Bunker Actions incorporates footage from studio performances in the Bunker that explores psychological control, the establishment/breakdown of the boundaries of the body, and the implied mortality of the image. Drawn boundaries within the confines of the bunker space and the body of the performer become sites of intense concentration and erasure. A performance illuminated and perpetuated via a photo-strobe bears resemblance to the ricochet of a machine gun—the image only perceptible by the violence of the mechanism. Voids emerge within the boundaries on the body and in the space, becoming portals between the corporeality of the performance image and the endless abyss of video black.



This series of drawings explores the creation of voids or non-spaces that develop into dimensional objects and change shape in space and time. Working back and forth between these drawings and related bunker performance actions, the shapes and forms of the drawings are pulled from and/or are inserted into the performance (more specifically, become placed on the body).

Union Labor Systematic Overload

5 Channel Video Installation // Dimensions Variable

Union Labor Systematic Overload is the culmination of a collaborative effort between Benjamin Rosenthal and Paul Taylor. Exploring areas of intersection between labor and futility, collaboration and competition, and performance and anxiety—the piece centers around the planning and construction of a useless water-delivery system. Performed spontaneously without prior scripting , the event collapses into an increasingly chaotic episode where collaboration becomes violent competition—utilitarian roles exchanged for sheer futile energy. Loosely based around actions in the performance (passing, planning, patching, construction, etc.), each channel experiences moments of building and decay. Performed and exhibited out of synchronization, relationships are established between the channels that are systematically overturned when juxtaposed against another channel.

Production Stills

Loops & Bonds

2009-2010  // 7 Minutes //  3 Channel Video

Loops & Bonds investigates the tension between the spontaneity and subliminal violence of the open-mic scenario and the fraternity, through the juxtaposition of immersive and chaotic images and sound against the austerity of menacing and suggestive performative actions. Evolving out of an exploration of metered utterance, rhythms collapse into frenzied and amorphous experiences—interrupted by the abrupt exposition of production and artifice. Functioning as an agent of connectivity and suture, the lasso and the rope transform to reveal the sinister psychological underpinnings of the event.


DIAGRAM: Exploding Body Detonates the Mind

2006  // 5 Minutes //  16mm film transferred to SD Video (three channel, looped)

DIAGRAM: Exploding Body Detonates the Mind began as an investigation of a set of directions accompanying surplus football teaching films of the 1970’s. The films were used as teaching tools for the University of Pittsburgh and Penn State football teams, and incorporated intense descriptive directions and interpretations of different strategies within the game.
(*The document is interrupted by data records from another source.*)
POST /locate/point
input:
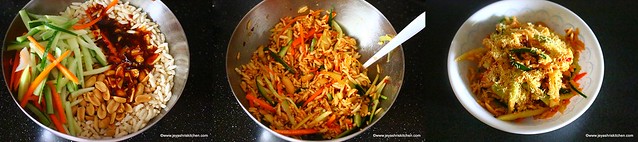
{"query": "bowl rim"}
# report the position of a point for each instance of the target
(76, 138)
(287, 138)
(468, 101)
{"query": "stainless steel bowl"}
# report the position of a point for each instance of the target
(158, 12)
(358, 18)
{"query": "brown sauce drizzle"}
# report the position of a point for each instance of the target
(133, 52)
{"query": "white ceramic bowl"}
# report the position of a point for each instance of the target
(558, 18)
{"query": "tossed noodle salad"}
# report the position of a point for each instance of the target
(525, 70)
(308, 80)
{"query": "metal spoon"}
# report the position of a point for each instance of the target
(413, 28)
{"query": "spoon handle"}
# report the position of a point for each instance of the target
(413, 28)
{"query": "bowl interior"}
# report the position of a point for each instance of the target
(358, 18)
(156, 10)
(558, 18)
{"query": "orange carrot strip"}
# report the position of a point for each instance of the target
(57, 102)
(296, 132)
(279, 88)
(261, 103)
(41, 78)
(331, 120)
(60, 67)
(57, 124)
(16, 61)
(16, 84)
(313, 96)
(113, 3)
(83, 26)
(579, 76)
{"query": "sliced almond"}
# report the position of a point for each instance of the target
(142, 76)
(95, 123)
(147, 90)
(101, 86)
(109, 72)
(90, 82)
(90, 110)
(120, 109)
(74, 109)
(87, 118)
(119, 99)
(140, 89)
(101, 113)
(135, 73)
(83, 102)
(120, 82)
(112, 106)
(142, 98)
(94, 101)
(104, 123)
(112, 118)
(120, 93)
(129, 108)
(80, 113)
(106, 95)
(119, 71)
(110, 132)
(139, 58)
(119, 116)
(101, 77)
(98, 94)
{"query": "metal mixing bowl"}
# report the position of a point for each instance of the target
(156, 10)
(358, 18)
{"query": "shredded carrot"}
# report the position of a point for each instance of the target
(296, 132)
(298, 41)
(57, 102)
(41, 78)
(260, 102)
(313, 96)
(68, 74)
(37, 105)
(16, 61)
(579, 76)
(279, 88)
(57, 124)
(331, 120)
(16, 84)
(83, 26)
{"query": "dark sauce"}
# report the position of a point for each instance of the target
(131, 51)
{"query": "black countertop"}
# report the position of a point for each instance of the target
(426, 105)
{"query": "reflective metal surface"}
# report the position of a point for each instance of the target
(156, 10)
(359, 20)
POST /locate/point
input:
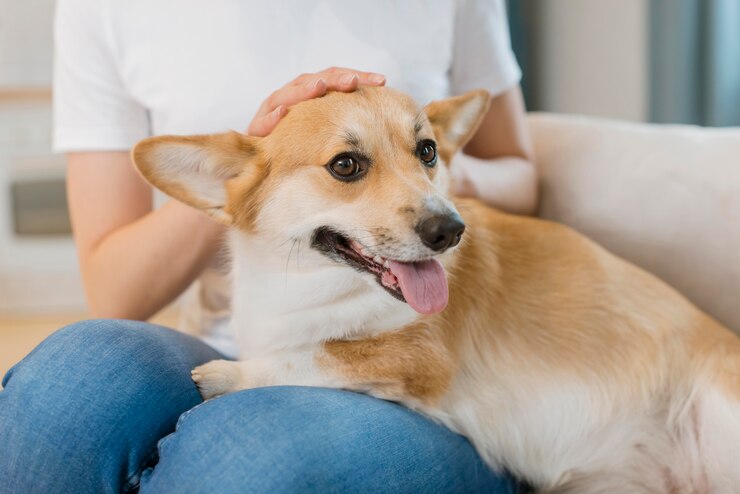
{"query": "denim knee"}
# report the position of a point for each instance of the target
(294, 439)
(85, 409)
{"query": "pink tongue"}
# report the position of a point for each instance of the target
(424, 284)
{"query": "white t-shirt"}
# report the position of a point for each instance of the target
(125, 70)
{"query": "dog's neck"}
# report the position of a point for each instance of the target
(291, 295)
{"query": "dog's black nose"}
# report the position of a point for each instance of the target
(441, 232)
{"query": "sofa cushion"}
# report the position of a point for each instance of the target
(664, 197)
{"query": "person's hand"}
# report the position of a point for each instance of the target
(305, 87)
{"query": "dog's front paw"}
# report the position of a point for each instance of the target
(218, 377)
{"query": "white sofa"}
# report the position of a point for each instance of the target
(666, 198)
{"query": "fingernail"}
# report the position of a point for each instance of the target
(317, 83)
(347, 79)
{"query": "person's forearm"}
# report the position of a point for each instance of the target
(508, 183)
(138, 269)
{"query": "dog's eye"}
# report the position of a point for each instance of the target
(428, 153)
(347, 167)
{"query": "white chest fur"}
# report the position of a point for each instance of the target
(291, 296)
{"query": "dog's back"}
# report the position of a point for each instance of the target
(613, 381)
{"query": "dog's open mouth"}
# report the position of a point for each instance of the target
(421, 284)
DIAGRAM: Exploding Body Detonates the Mind is based around the performance of these directions by the artist. Evolving from a rather confused sense of strategic analysis, to a maniacal and panicked performed-violent state—Benjamin Rosenthal investigates the development of his personal violence and mania through the critical lens of football. Using surround sound technology, and three channels, the installation produces a sense of motion and acoustic space that corresponds physically with the performance on-screen. Actions become tangibly related to each other—penetrating, piercing, and rupturing the screens that divide them. The collapse of strategy and precision in the dialogue of the film occurs in cycles throughout the duration of the installation, and as such creates a space where these moments of transcendent psychological mania can evolve simultaneously alongside moments of meticulous order.